The smartphone is arguably the greatest invention since the wheel. I never cease to be impressed by how much one can do with this tiny handheld device. It’s a flashlight, a radio, a TV and a movie screen. A browser, a book, a Rolodex and a notepad. A camera, a newspaper, a GPS and a clock. It connects us to social media, performs job searches and monitors our health and our homes. It’s a photo editor, a level, a dictionary and a voice recorder. It’s a weather radio, a meal finder, a payment processor and a tape measure. It’s even a remote control, a shopping cart and a ride hailer. It’s an emergency beacon, a nooky finder, a language teacher and a calculator. It can unlock your car door and sound the alarm. For some people it even starts the car! It gives us our daily horoscopes, keeps us connected to our businesses and blogs, oh…and it’s a telephone, too. Someday, it will probably control our self-driving cars.
With all that going for it, why would I want you to put your smartphone away and go back to the old flip phone?
I’ll give you 4 great reasons:
- Smartphones are a giant time suck
I don’t know about you, but I spend far too much time on my phone. I have a regular rotation of checking each of my social media accounts, then Zillow, then to the stock market app, then email where I find 27 new blog posts to read, then to see what’s fabulous on Kickstarter, then back to Facebook where I start the cycle all over again so I don’t miss something new. For me, this compulsion was unprecedented before the smartphone. I was healthy, active and extremely alert. You couldn’t get me to sit down for a-nee-thing, except maybe a good Tom Hanks movie. Now I feel like I’m spending all my free time staring into my palm. It’s really quite pathetic (and my butt is getting bigger).
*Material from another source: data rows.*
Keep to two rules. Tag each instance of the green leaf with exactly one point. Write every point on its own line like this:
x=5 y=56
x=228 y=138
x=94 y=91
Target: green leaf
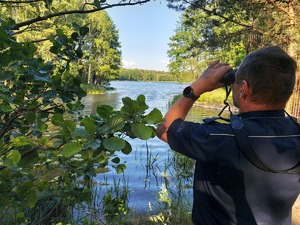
x=104 y=111
x=81 y=132
x=97 y=4
x=83 y=30
x=75 y=36
x=93 y=144
x=114 y=144
x=155 y=116
x=30 y=117
x=116 y=160
x=31 y=198
x=20 y=141
x=127 y=148
x=71 y=149
x=4 y=36
x=57 y=119
x=89 y=125
x=116 y=123
x=142 y=131
x=12 y=158
x=120 y=168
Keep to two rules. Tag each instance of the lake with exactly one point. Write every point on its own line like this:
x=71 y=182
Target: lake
x=152 y=167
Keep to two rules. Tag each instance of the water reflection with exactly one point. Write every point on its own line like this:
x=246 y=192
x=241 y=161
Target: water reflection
x=151 y=166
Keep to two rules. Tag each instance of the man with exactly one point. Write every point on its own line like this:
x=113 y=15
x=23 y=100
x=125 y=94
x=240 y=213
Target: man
x=229 y=188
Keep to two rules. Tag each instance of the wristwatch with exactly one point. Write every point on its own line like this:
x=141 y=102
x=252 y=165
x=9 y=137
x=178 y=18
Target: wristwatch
x=188 y=93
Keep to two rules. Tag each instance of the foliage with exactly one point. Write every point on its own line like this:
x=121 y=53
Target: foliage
x=44 y=148
x=144 y=75
x=229 y=30
x=100 y=47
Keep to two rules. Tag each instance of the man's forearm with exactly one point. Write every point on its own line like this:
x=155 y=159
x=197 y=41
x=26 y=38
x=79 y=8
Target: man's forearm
x=208 y=81
x=178 y=111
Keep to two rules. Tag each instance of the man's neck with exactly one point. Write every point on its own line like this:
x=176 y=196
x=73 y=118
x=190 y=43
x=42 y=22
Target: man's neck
x=251 y=106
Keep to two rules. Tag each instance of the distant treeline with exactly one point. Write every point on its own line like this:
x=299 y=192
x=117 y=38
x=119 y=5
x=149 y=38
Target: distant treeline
x=145 y=75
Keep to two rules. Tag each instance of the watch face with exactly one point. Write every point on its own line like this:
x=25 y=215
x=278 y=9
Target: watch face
x=187 y=91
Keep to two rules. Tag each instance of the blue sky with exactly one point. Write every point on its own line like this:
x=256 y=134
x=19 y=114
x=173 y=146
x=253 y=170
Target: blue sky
x=144 y=33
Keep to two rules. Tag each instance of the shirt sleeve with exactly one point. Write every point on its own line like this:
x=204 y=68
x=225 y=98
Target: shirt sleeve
x=187 y=138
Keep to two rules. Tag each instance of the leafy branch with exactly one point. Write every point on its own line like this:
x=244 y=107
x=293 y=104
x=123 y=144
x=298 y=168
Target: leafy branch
x=52 y=15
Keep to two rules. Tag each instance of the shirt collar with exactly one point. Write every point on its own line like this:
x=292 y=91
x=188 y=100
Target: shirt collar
x=265 y=113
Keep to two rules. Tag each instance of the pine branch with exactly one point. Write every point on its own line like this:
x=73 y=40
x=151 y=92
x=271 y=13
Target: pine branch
x=278 y=6
x=42 y=18
x=19 y=2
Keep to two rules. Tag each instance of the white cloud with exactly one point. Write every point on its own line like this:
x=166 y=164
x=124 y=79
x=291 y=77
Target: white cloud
x=128 y=64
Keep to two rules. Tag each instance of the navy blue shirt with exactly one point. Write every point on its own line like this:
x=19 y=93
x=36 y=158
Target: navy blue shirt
x=228 y=188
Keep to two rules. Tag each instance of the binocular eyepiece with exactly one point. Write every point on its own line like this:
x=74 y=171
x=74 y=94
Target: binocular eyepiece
x=229 y=77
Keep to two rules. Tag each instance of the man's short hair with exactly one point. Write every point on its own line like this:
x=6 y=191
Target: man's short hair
x=270 y=73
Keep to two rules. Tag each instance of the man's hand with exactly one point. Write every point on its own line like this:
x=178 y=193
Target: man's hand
x=208 y=81
x=211 y=77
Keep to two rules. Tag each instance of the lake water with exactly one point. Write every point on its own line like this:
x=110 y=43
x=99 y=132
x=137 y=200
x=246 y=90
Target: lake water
x=151 y=166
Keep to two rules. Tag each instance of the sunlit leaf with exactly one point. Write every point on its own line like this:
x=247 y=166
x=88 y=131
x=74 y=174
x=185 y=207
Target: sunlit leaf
x=71 y=149
x=57 y=119
x=89 y=125
x=127 y=148
x=142 y=131
x=114 y=144
x=116 y=160
x=12 y=158
x=154 y=116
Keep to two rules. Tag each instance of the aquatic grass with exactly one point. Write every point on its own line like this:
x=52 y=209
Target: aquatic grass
x=213 y=98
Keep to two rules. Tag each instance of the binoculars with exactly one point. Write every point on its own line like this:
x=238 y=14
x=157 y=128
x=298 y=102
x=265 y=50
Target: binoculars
x=229 y=77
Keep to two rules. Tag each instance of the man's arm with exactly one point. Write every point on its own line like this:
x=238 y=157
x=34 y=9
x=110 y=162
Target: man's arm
x=208 y=81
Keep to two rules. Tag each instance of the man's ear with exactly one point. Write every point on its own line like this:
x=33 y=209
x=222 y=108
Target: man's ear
x=245 y=90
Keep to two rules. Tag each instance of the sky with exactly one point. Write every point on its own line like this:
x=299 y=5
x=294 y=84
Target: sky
x=144 y=33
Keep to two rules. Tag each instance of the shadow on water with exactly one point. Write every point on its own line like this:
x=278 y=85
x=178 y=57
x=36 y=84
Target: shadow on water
x=151 y=166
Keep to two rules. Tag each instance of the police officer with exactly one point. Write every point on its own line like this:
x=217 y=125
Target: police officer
x=247 y=171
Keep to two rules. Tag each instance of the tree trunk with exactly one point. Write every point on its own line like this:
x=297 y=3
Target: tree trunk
x=293 y=106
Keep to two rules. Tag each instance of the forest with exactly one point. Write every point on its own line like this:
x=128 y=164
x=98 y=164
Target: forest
x=49 y=48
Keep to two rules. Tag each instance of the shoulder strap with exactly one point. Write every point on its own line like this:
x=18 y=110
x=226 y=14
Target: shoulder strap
x=242 y=139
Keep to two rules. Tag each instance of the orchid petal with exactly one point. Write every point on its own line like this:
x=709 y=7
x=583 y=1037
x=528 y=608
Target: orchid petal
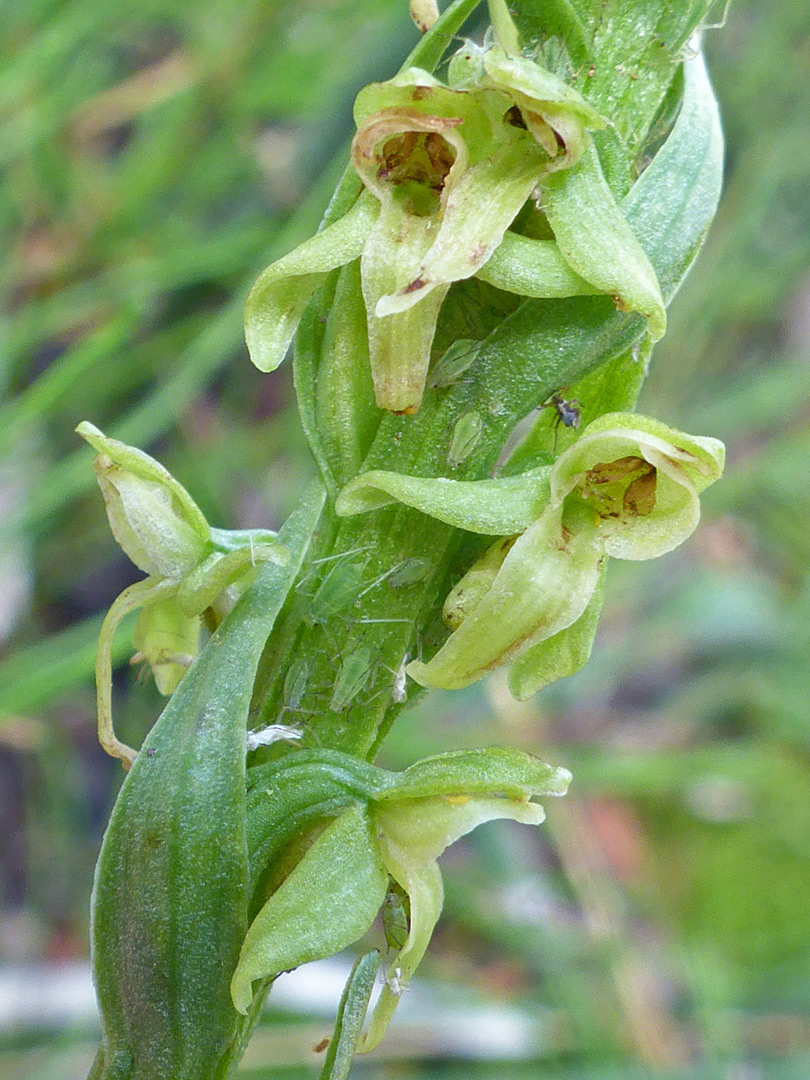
x=597 y=241
x=277 y=301
x=500 y=507
x=544 y=584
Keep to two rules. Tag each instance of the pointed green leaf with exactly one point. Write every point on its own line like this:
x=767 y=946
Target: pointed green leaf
x=170 y=904
x=327 y=902
x=277 y=301
x=597 y=241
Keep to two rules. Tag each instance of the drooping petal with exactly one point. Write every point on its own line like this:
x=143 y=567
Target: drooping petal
x=532 y=268
x=502 y=507
x=327 y=902
x=504 y=771
x=544 y=584
x=413 y=835
x=642 y=480
x=478 y=210
x=399 y=346
x=555 y=113
x=597 y=241
x=277 y=301
x=563 y=653
x=201 y=588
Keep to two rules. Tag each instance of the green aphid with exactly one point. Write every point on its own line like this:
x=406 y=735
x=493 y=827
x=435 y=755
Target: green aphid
x=466 y=437
x=352 y=676
x=395 y=917
x=295 y=684
x=451 y=365
x=337 y=591
x=410 y=571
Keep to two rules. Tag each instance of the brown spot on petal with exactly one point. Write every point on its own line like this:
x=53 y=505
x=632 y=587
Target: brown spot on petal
x=639 y=499
x=514 y=117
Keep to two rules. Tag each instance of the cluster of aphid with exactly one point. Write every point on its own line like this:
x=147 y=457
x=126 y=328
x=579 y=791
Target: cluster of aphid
x=338 y=594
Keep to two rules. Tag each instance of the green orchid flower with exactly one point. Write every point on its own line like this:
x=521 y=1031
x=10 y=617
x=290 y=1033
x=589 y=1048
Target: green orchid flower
x=194 y=572
x=385 y=826
x=446 y=171
x=629 y=487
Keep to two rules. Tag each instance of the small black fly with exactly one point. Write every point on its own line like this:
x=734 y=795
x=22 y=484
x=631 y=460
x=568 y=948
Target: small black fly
x=568 y=413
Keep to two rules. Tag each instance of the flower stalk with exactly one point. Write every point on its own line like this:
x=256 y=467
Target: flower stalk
x=486 y=256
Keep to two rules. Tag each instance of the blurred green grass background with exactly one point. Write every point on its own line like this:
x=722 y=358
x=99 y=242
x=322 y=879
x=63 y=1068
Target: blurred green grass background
x=153 y=159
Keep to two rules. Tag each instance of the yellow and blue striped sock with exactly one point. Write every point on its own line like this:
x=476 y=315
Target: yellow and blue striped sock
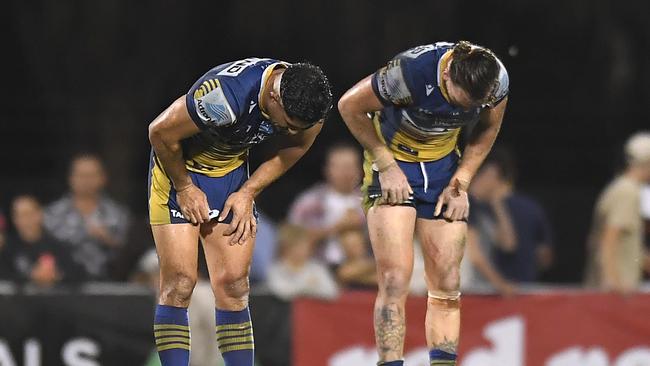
x=235 y=337
x=442 y=358
x=172 y=333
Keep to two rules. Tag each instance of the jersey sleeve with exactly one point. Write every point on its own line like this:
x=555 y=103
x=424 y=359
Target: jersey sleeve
x=212 y=102
x=394 y=83
x=502 y=88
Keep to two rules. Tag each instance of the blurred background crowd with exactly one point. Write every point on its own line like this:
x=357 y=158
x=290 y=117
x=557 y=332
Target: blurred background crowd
x=321 y=247
x=562 y=200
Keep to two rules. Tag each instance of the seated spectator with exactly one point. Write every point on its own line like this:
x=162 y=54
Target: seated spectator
x=358 y=269
x=295 y=273
x=37 y=257
x=92 y=225
x=616 y=249
x=333 y=206
x=509 y=238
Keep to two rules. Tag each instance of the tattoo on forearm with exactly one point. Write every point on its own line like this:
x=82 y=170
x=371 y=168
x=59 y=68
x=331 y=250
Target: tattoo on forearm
x=447 y=345
x=389 y=328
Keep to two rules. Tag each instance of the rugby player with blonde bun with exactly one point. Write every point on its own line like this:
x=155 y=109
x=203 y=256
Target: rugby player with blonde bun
x=408 y=116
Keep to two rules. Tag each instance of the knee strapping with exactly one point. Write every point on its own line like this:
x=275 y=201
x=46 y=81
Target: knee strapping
x=445 y=296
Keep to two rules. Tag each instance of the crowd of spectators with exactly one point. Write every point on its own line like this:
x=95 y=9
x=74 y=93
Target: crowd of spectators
x=322 y=247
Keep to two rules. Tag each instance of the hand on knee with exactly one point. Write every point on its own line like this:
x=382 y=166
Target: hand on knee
x=176 y=289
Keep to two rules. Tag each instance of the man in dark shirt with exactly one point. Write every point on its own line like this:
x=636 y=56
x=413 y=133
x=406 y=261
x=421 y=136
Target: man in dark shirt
x=36 y=256
x=513 y=225
x=4 y=253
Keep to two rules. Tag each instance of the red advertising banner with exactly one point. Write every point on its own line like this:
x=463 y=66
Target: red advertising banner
x=550 y=329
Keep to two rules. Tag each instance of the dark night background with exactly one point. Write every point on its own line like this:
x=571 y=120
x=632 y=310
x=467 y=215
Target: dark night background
x=90 y=76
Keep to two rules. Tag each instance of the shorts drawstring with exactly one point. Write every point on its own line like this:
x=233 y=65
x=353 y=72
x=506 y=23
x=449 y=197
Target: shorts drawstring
x=426 y=177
I read an article claiming that people spend an average of 40 minutes a day on Facebook.
- Constant notifications
Our phones have us on a dopamine drip. I don’t know about you, but I get a little bump of ecstasy every time my phone vibrates. On the rare occasions it doesn’t beep or vibrate, I’m checking it to make sure it’s not dead. I swear I can hardly hold a conversation without checking it eighteen times. On that, I know I’m not alone.
I’m pretty sure it’s contributing to ADD.
It’s not just notifications that threaten to fracture our attention. It’s the constant barrage of ads and a persistent newsfeed. A lot of us switched to Netflix from cable to avoid commercials, but there they are right in the palm of our hands like little bags of hot kernels popping all over our screens.
- They’re making us stupid
Thanks to our increasing reliance on Google, we have no incentive to memorize the answers to our questions because when we forget, we can just ask Google again.
Forget spelling, too. Autocorrect and autofill have ripped that ability right from our executive centers. Memorization of any kind, really, has taken leave. Phone numbers, last names and addresses – all gone. Remember when we used to have dozens of phone numbers memorized when we had to rotary dial each digit? Now, I barely remember my own phone number.
- It’s compromising our health
Headaches. Eye strain. Probably some sort of radiation poisoning. And…depression.
Depression? From a phone? Yes! A recent study by the University of Illinois linked heavy cell phone use to both anxiety and depression. It makes sense when you think about it: we’re literally addicted to our phones. Every addiction eventually results in a dampening of its initial high, followed by aggressive consumption to achieve a new high. We’re getting sucked in deeper and deeper, but getting less out of it.
And now that we can compare every detail of our lives to our peers’ (often embellished) social media accounts…well, it’s a recipe for depression.
As amazing as the smartphone is, it works too hard to dictate our time, rob us of our freedom and hold us in rapture. I, for one, think it’s time to lift our heads, reengage our brains and rejoin the natural world.